Category: Micro

  • Imagined Landscapes

    Om Malik in a beautiful post about imagined landscapes:

    About two years ago, I was in Yellowstone. We were waiting by the side of the road waiting for two male bison to cross the snow-crusted road. The early morning sun was streaming through the thick forest of majestic trees on either side of the road.

    But my mind had me holding a simple thick piece of charcoal in my hand, slowly drawing on a coarse sheet of paper. The trees became just lines – thick scratches. The road was a mere part of the background.

    Reading this made me realise this: While I enjoy all kinds of photography, what makes my soul sing is landscape. The fact that I haven’t been able to do much of it in the past five months is really beginning to hit.


  • Aggregation and Culture

    Who is to say that my generation’s index of culture should be yours also? Ignore those who would have you consume works of length and substance and then spend your life in consideration of and conversation on that substance. Emulation of dead modes of expression cannot be the way forward. You will find new ways to carry the flag. Perhaps being angry at famous people and collecting pictures of clothes is your generation’s intellectualism. Perhaps crying on the Internet is your generation’s fortitude. Perhaps aggregation is your generation’s creation. Perhaps the understanding of cats is worth as much as the understanding of ourselves.

    J.D. Salinger

  • On Free Libraries

    Fellow volunteer and colleague at The Community Library Project, Michael Creighton writes beautifully about the role of a free library in these times:

    Those of us who work in the free library movement, which is as much about bringing people together as it is about issuing books, have faced many challenges in the past few months.

    Please read the whole thing. I’ve been involved in the project for a few years now and can honestly say it is possibly the important work I do, professionally or otherwise. The impact the libraries have had on the lives of its members is staggering.

    As with many, many things right now, the movement needs support. If you are in India or have an Indian bank account, please consider donating. If you have friends in India, please send them to that page. If are outside India, please consider fulfilling parts of the Amazon book wishlist.


  • Sledgehammer, Harry Styles

    This is a kickass cover of Peter Gabriel’s Sledgehammer by Harry Styles.

    Aside: His solo work post One Direction has been really, really good.


  • On Old 35mm Film Cameras

    Requiem for all my broken 35mm cameras

    Dan Bracaglia from DPReview shares all his broken down film cameras:

    But perhaps the most important lesson shooting with old analog relics teaches us is to enjoy our time with the cameras we love! Baby them if you must, but not to the point of leaving them at home or in your bag.

    I’ve fortunately and lucky enough to keep my father’s Zenit E from the early 1970s going strong. There have been a few shutter related mishaps—cloth shutters are notoriously fickle—but other than that, it’s been smooth sailing. It helps that the Zenit is built like a tank.

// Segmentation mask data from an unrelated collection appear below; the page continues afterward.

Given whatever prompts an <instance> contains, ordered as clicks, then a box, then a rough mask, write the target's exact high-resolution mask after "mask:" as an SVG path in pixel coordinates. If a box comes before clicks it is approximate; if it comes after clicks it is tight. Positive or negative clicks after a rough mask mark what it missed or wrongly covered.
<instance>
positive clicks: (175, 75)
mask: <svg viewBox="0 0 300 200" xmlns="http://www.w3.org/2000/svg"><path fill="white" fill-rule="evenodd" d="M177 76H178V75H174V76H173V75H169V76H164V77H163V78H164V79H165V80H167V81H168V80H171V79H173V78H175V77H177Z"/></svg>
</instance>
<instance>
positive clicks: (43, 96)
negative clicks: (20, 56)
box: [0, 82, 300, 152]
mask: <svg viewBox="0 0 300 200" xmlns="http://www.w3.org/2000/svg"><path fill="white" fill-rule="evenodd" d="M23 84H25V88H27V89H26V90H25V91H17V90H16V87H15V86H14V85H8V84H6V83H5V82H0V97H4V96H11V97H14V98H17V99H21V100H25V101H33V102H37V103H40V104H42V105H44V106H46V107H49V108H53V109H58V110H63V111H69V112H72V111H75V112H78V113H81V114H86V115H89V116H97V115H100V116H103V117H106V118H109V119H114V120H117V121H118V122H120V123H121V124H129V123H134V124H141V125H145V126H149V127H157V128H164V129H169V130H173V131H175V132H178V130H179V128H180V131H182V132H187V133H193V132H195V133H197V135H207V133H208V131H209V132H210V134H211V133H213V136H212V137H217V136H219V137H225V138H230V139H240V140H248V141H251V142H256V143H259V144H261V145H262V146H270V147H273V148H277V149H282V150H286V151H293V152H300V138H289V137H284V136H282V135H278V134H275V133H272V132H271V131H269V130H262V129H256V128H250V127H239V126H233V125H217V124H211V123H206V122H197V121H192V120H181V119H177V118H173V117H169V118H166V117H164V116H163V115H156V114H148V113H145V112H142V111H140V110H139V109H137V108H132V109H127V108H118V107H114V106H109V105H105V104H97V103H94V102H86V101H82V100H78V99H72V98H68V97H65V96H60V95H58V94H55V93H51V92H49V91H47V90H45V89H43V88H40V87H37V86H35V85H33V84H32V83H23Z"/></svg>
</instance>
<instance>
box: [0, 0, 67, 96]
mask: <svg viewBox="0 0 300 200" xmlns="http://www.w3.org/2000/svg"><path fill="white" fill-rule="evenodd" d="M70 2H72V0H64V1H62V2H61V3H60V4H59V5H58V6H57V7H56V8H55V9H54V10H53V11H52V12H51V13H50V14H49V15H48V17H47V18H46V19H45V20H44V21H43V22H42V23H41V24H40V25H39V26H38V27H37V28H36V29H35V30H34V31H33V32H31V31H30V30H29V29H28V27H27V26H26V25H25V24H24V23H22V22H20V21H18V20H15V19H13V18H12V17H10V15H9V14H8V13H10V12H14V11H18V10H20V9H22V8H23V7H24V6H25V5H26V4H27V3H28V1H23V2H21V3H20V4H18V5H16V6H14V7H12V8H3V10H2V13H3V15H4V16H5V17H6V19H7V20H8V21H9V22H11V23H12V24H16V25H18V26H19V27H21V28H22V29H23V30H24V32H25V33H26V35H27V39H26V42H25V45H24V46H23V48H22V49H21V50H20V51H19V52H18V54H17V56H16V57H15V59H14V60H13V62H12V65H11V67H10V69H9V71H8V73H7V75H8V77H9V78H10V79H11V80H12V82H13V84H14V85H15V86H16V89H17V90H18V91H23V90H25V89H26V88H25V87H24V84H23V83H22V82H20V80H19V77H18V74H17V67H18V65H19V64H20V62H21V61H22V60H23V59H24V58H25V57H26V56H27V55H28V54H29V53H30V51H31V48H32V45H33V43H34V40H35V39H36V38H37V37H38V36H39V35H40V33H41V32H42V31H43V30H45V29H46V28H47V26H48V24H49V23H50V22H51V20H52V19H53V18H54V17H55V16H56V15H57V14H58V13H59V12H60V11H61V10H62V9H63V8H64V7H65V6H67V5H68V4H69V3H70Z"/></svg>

  • Setting Up Home Offices

    Reading about Ben Thompson’s home office setup makes me realise a couple of things. One, most of the equipment is so insanely expensive that I can’t afford it even I wanted to. Two, there really are no good guides out there on setting up affordable, low-ish budget home offices.


  • Werner Herzog on Walking

    I personally would rather do the existentially essential things in life on foot. If you live in England and your girlfriend is in Sicily, and it is clear you want to marry her, then you should walk to Sicily to propose. For these things travel by car or aeroplane is not the right thing.

    Werner Herzog, Of Walking in Ice


  • Roman Roads and Subway Maps

    Roman roads as modern day subway maps.

    Beautiful work by Sasha Trubetskoy. I must confess that I spent a lot of time looking at the map of Gaul, hoping to find a bunch of familiar names from my favourite Asterix comics.


  • Ideas and Ourselves

    To labour under no pretensions of being unique, yet to come to terms with the lack of a mould. To look into the mirror and see neither ourselves nor each other. We are bastards of our own ideas, irresolute yet relentless in building civilizations revolving around identity—precisely because we are terrified in the knowledge that we do not have any.

    My dear friend, N


  • Writing Block

    One of those frustrating mornings when you wake up full of verve to write, but the minute you brew yourself a good cup of coffee and sit down at the keyboard, nothing happens. The mind becomes blank, fingers get dipped in cement. There is so much I want to write, yet there is nothing I can write.